Days earlier, US forces seized the M/T Skipper, a so-called “ghost” tanker transporting over a million barrels of Venezuelan oil, reportedly destined for Cuba.
Washington has said it intends to keep the oil, valued at between $50 and $100 million.
Over the weekend, the US Coast Guard seized the Centuries, identified by monitoring site TankerTrackers.com as a Chinese-owned and Panama-flagged tanker.
An AFP review did not find the Centuries on the US Treasury Department’s sanctions list, but the White House said it “contained sanctioned PDVSA oil” — some 1.8 million barrels of it.
On Sunday, officials said the Coast Guard was pursuing a third tanker, identified by news outlets as the Bella 1 — under US sanctions because of alleged ties to Iran.
The PDVSA insists its exports remain unaffected by the blockade.
This was critical, according to Szabo, as the company only has capacity to store oil for several days if exports stop.
- Impact -
Whatever Trump’s goal with Venezuelan oil, the blockade, if it continues, is likely to scare off shipping companies and push up freight rates.

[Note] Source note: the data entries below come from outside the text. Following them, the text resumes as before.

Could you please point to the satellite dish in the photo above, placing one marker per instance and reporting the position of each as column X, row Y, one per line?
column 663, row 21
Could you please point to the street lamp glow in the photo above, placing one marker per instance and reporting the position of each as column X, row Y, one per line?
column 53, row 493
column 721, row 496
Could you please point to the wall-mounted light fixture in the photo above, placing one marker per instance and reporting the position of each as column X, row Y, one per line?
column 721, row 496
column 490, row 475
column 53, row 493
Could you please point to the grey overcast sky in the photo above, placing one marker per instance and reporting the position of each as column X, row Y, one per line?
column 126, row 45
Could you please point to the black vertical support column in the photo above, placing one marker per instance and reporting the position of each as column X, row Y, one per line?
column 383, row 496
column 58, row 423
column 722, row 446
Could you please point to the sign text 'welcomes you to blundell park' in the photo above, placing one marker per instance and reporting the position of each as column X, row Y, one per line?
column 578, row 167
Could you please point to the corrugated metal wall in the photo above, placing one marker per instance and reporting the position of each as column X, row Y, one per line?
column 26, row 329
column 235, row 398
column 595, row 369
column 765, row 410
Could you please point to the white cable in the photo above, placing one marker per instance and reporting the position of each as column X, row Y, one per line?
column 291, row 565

Szabo expects Venezuela’s oil exports will fall by nearly half in the coming months, slashing critical foreign currency income from Venezuela’s black market sales.
This would asphyxiate the already struggling economy of Venezuela, piling more pressure on Nicolas Maduro.
The Trump administration has tip-toed around explicitly demanding for Maduro to leave.
While Trump has said he does not anticipate “war” with Venezuela, he did say Maduro’s days “are numbered.”
US Homeland Security Secretary Kristi Noem told Fox News on Monday that the oil tanker seizures send “a message around the world that the illegal activity that Maduro’s participating in cannot stand, he needs to be gone.”